Can't disagree with the quote at the end of it.
Looking at Amor y Rabia's blog I found
this longer article posted on Sunday (so written before the Police violence) which takes a very sceptical view of the 'Process of Independence', of the real goals and motives of the neoliberal Catalan government that is leading it, and a critical view of groups which have expressed support for elements of it. Here's a very (very) rough translation I made for myself. Since my knowledge of the situation in Catalonia isn't much greater than my (hopeless) Spanish language skills I can't speak to its factual accuracy although the political conclusions chime with my own view that picking sides in a process dominated by two equally obnoxious capitalist factions is to say the very least a mugs game. Anyhow I think it's an interesting point of view and raises some useful questions.
Too long to post in a spoiler - here's a link to a PDF which can be downloaded, or if your browser permits, read online.
https://my.mixtape.moe/fxnzai.pdf
Short thing recently appeared on DD - more at link:
Whatever happens in the future in Catalonia, it is clear that this will contribute to strong polarizations around the concept of the Catalan nation, and that this vision risks spreading in a non-negligible way to the rest of Europe. Especially since Kurdistan (amongst other places) has already achieved quasi-unanimity amongst “radicals”.
In the present decomposition, everything that can constitute a unit, however fictitious, circumstantial or reactionary it may be, is quickly validated by the various anti-authoritarian currents in search of a revolutionary subject or practice.
In the case of Spain, there are several factors to be taken into account in order to understand what is happening at present, in particular:
– the importance of regional pseudo-identities, more generally, localism (whether cultural or political);
– the disintegration of the revolutionary movements and the evolution towards the ideology of citizenship (already observable with the 15-M), which led to the triumph of Podemos almost everywhere, but also to that of the Catalan right;
-the fact that Catalonia is the richest region in Spain, an essential stake in the struggle between bourgeois factions for ages; the current situation is nothing new, the Catalanists have always played on the pressure on the national state to ensure local control.
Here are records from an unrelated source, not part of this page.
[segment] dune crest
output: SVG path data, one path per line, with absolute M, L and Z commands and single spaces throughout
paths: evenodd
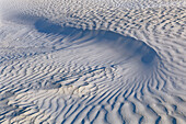
M 186 123 L 185 0 L 1 0 L 0 123 Z

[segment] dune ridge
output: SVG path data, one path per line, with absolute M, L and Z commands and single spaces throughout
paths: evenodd
M 186 123 L 184 0 L 0 7 L 0 123 Z

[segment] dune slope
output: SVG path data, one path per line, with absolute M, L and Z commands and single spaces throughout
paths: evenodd
M 1 0 L 0 123 L 185 124 L 185 0 Z

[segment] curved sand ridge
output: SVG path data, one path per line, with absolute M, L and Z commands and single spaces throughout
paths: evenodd
M 2 1 L 0 122 L 186 123 L 183 2 Z

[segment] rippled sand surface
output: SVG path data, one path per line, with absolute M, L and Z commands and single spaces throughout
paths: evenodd
M 185 0 L 1 0 L 0 123 L 185 124 Z

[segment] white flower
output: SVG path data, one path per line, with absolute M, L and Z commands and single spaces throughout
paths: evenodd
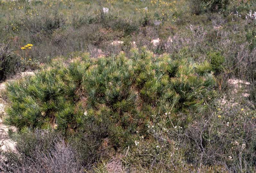
M 138 142 L 137 142 L 137 141 L 135 140 L 135 141 L 134 141 L 134 143 L 135 143 L 135 145 L 136 146 L 139 144 L 139 143 Z
M 123 42 L 118 40 L 114 41 L 111 43 L 111 44 L 113 45 L 117 45 L 121 44 L 123 44 Z
M 102 9 L 103 10 L 103 12 L 104 14 L 106 14 L 108 12 L 108 8 L 107 8 L 103 7 Z
M 154 40 L 152 40 L 151 41 L 151 43 L 153 43 L 153 45 L 154 46 L 157 46 L 159 44 L 160 42 L 160 39 L 159 38 L 158 38 Z
M 242 150 L 245 148 L 245 144 L 242 144 Z

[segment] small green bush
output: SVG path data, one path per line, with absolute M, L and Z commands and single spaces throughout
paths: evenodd
M 37 12 L 29 9 L 25 13 L 27 15 L 22 16 L 19 25 L 21 27 L 23 26 L 22 28 L 29 31 L 31 35 L 41 33 L 47 35 L 63 26 L 66 21 L 63 15 L 56 10 L 44 9 Z M 32 17 L 29 16 L 30 14 L 32 15 Z
M 211 65 L 213 70 L 216 73 L 219 73 L 223 69 L 222 64 L 225 60 L 224 56 L 218 52 L 208 52 L 208 56 L 211 60 Z

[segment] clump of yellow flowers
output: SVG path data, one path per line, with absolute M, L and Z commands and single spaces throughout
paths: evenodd
M 33 46 L 33 45 L 32 44 L 28 44 L 26 45 L 24 45 L 23 47 L 22 47 L 21 49 L 25 49 L 26 47 L 30 49 L 31 49 L 31 47 L 32 46 Z
M 27 60 L 28 60 L 28 61 L 31 61 L 32 60 L 30 58 L 30 56 L 29 56 L 29 54 L 30 54 L 30 51 L 29 50 L 27 50 L 31 49 L 32 49 L 31 47 L 33 45 L 32 44 L 29 44 L 23 47 L 22 47 L 21 48 L 21 49 L 23 50 L 25 50 L 25 51 L 23 52 L 22 53 L 22 55 L 20 55 L 21 57 L 21 60 L 23 61 L 25 60 L 25 61 L 27 61 Z M 24 58 L 23 58 L 23 57 L 24 57 Z M 25 60 L 24 60 L 24 59 Z

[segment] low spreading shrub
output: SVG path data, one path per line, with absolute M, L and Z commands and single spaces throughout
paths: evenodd
M 156 57 L 145 47 L 132 52 L 130 58 L 85 54 L 67 65 L 58 59 L 35 76 L 10 83 L 6 122 L 19 130 L 53 127 L 66 135 L 93 131 L 89 122 L 102 123 L 109 125 L 98 137 L 118 147 L 133 143 L 131 135 L 144 131 L 151 114 L 203 107 L 215 83 L 208 63 L 182 54 Z

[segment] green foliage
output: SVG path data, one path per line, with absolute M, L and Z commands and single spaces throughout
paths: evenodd
M 230 0 L 204 0 L 206 7 L 211 12 L 224 11 L 230 3 Z
M 220 72 L 223 69 L 222 64 L 225 60 L 224 58 L 219 52 L 210 52 L 208 56 L 211 60 L 211 65 L 213 70 L 216 73 Z
M 62 27 L 66 21 L 63 15 L 56 10 L 50 11 L 44 9 L 36 12 L 29 8 L 25 11 L 26 14 L 31 14 L 33 17 L 23 16 L 18 24 L 29 30 L 31 34 L 41 33 L 47 35 Z
M 122 52 L 96 60 L 86 56 L 67 66 L 58 59 L 35 76 L 10 83 L 6 122 L 20 130 L 57 126 L 66 134 L 81 129 L 88 134 L 94 128 L 88 126 L 103 122 L 109 125 L 98 138 L 128 145 L 131 134 L 143 131 L 148 115 L 201 107 L 215 85 L 207 63 L 182 54 L 154 57 L 144 47 L 132 52 L 130 58 Z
It has never worked so well.
In the case of the Spanish Revolution, the Catalanists who did not support Franco very quickly opposed armed proletarians and were directly involved in their repression (notably through the “escamots”, an action group of the Estat Catala party) . The old CNTists (no matter what one thinks of their limitations) would surely have been horrified to see that in 2017 the CNT publicly pronounced itself (on its website) in favour of the “self-determination of the Catalan people”, its “right” to choose , etc.